One would be justified in comparing my unique situation to a sort of bottleneck. My mind is running a million miles a m...minute, yet my mouth can only translate so much of that into audible speech. My mind is so overloaded by pr-pro pro...cessing countless different things at once that my mouth simply can't keep up! In my m-mind, I'm too busy composing the second oboe part to my se-se-se-se seventh symphony, putting the finishing touches on the th-th-th...THIRD chapter of my international espionage thriller novel (Don't fret. International spy Frederique Boudin manages to escape the clutches of Spaniard-by-day, illicit arms dealer-by-night, Javier Guzman!) all while remembering to add "Get Milk!" to my to-do list on the waway home from work. See what I mean? Perhaps this bottleneck that my speech endures is not all bad. Or a-at least, th-that's what I've come to realize.

Sometime between middle school and high school, I le-learned how to skirt around a word I knew I was going to have tr-trouble say- ing. I would simply substitute in another, and nine times out of ten, it was far less concise or fitting for the se-sen-sen...SENTENCE I was in the middle of completing. I used this tactic of covering up for what I saw as a shameful flaw for several years.

Eventually though, I ca-came to realize I was just hiding. I was just putting up a facade that hid who I truly was. I knew I had to shed the cloak. I was kidding myself and those arou-arou-a...around me. By falling victim to the id-id-ideology that stuttering is something to be ashamed of, I was extending that bottleneck to other parts of my life. I was letting it dictate my social en-en...end...endeavors and allowing it to mentally oppress me. I don't have time to be shackled by immature beliefs such as those. That second oboe part needs a viola accompaniment for the a-al-al...a-allegretto strain of the third movement, you know.

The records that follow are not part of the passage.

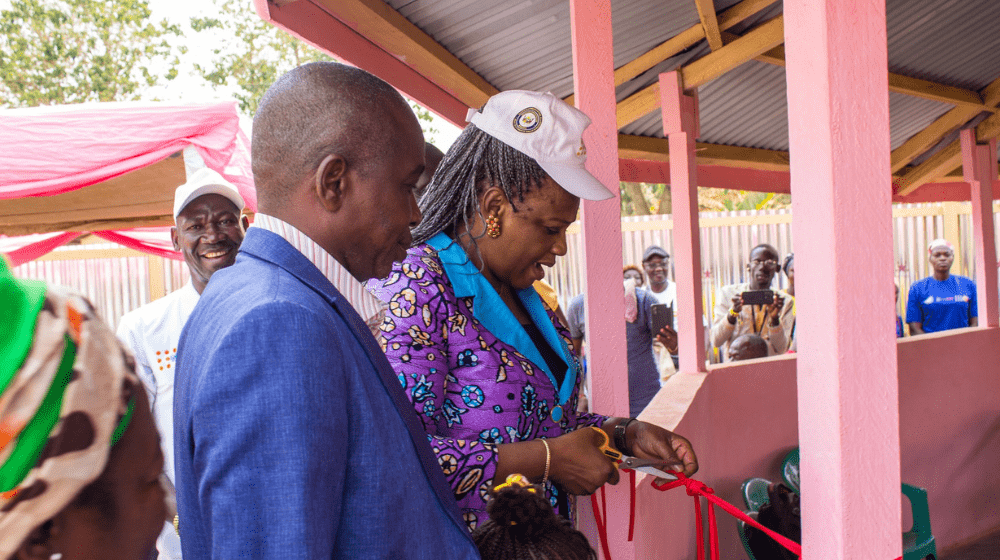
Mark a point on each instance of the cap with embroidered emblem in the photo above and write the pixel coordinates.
(544, 127)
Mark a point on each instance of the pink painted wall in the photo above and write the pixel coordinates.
(743, 422)
(949, 419)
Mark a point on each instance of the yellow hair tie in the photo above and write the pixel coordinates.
(515, 480)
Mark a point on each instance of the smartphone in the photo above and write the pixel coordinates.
(663, 316)
(758, 297)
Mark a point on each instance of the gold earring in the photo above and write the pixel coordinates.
(493, 226)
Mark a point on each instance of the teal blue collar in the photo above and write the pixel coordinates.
(494, 314)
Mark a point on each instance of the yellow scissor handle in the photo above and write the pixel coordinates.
(606, 448)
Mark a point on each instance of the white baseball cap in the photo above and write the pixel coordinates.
(543, 127)
(202, 182)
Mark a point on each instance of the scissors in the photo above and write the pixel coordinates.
(648, 466)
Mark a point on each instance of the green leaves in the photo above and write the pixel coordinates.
(73, 51)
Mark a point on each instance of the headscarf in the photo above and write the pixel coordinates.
(66, 388)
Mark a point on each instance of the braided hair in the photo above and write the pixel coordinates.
(473, 163)
(523, 525)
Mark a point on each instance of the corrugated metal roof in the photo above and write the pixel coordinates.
(526, 45)
(747, 107)
(909, 115)
(954, 42)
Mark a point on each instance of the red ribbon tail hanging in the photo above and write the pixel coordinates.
(631, 516)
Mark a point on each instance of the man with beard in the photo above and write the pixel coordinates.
(656, 263)
(208, 231)
(771, 321)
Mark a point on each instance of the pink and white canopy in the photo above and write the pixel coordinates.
(55, 150)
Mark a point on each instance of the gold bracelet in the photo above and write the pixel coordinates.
(548, 461)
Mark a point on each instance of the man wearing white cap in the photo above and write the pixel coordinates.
(942, 301)
(208, 231)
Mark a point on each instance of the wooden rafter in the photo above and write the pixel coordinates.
(710, 22)
(901, 84)
(948, 158)
(386, 27)
(761, 39)
(656, 149)
(683, 40)
(929, 136)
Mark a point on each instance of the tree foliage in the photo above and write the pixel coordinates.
(644, 199)
(73, 51)
(260, 54)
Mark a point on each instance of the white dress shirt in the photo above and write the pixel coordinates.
(152, 332)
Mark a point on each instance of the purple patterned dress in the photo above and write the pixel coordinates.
(473, 388)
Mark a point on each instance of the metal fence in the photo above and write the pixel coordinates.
(727, 237)
(118, 280)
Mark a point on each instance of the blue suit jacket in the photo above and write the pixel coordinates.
(292, 435)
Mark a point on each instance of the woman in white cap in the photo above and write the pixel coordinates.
(80, 461)
(943, 300)
(487, 366)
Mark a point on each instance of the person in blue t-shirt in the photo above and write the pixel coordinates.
(943, 300)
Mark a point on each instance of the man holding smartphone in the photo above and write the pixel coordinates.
(753, 307)
(655, 263)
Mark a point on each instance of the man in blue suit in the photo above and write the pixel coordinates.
(292, 435)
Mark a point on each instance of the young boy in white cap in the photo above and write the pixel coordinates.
(208, 231)
(943, 300)
(486, 365)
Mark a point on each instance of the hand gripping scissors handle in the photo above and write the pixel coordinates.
(648, 466)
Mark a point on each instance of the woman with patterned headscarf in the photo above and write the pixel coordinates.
(80, 461)
(942, 301)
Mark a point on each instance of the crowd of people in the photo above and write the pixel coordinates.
(359, 374)
(259, 395)
(755, 319)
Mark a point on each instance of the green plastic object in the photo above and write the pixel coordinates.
(755, 492)
(918, 542)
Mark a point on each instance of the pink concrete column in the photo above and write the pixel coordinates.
(979, 165)
(680, 125)
(593, 78)
(838, 120)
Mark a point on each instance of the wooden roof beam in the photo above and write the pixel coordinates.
(761, 39)
(386, 27)
(710, 22)
(947, 159)
(683, 40)
(656, 149)
(898, 83)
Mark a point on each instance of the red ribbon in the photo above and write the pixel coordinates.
(697, 490)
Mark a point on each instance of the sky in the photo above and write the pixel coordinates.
(189, 87)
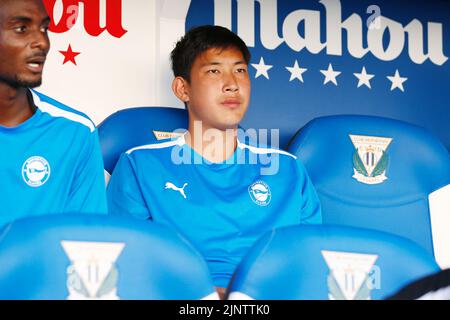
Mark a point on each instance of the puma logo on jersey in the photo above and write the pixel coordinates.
(170, 185)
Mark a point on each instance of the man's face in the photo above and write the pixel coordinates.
(24, 42)
(219, 89)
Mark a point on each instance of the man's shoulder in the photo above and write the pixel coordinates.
(58, 110)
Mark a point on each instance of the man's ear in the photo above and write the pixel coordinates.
(180, 88)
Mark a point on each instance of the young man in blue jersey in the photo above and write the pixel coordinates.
(50, 156)
(208, 184)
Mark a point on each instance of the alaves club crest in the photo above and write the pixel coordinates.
(370, 158)
(349, 275)
(260, 193)
(92, 274)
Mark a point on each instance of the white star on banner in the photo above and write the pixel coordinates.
(330, 75)
(397, 81)
(296, 72)
(364, 78)
(262, 69)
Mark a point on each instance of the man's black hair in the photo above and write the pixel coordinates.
(198, 40)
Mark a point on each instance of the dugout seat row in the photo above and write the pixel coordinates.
(369, 172)
(98, 257)
(87, 257)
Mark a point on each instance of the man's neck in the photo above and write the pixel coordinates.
(15, 108)
(214, 145)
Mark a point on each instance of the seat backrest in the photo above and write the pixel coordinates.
(99, 257)
(381, 174)
(328, 262)
(134, 127)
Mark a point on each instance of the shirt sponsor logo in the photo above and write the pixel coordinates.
(36, 171)
(260, 193)
(170, 185)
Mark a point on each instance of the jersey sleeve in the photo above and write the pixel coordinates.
(124, 193)
(311, 211)
(88, 190)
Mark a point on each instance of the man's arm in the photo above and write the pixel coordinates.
(88, 191)
(124, 193)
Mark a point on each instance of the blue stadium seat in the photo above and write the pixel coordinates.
(98, 257)
(381, 174)
(328, 262)
(133, 127)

Brad Ray attends Southern Methodist University.

Essay Review

St-St-St-Stutterer? no big deal

Grace and good humor abound in the following essay by Brad Ray. He's a stutterer and not afraid to say so. Readers who are not stutterers can learn a thing or two from his transcription of sounds, which gives his essay the same cadence that we imagine his speech might have.

Everyday life is full of familiar sounds—a certain teacher's speaking voice, the familiar squeak of a friend's shoes—that can make essays more vivid. The written word allows us to share Brad's struggle to speak. In the last line, he deftly brings us back to a side comment made earlier in the essay, thereby giving one more illustration of his unique turn of mind. "No huge, earth shattering events have shaped my life," says Brad. "I had to figure out how the little things have affected who I am."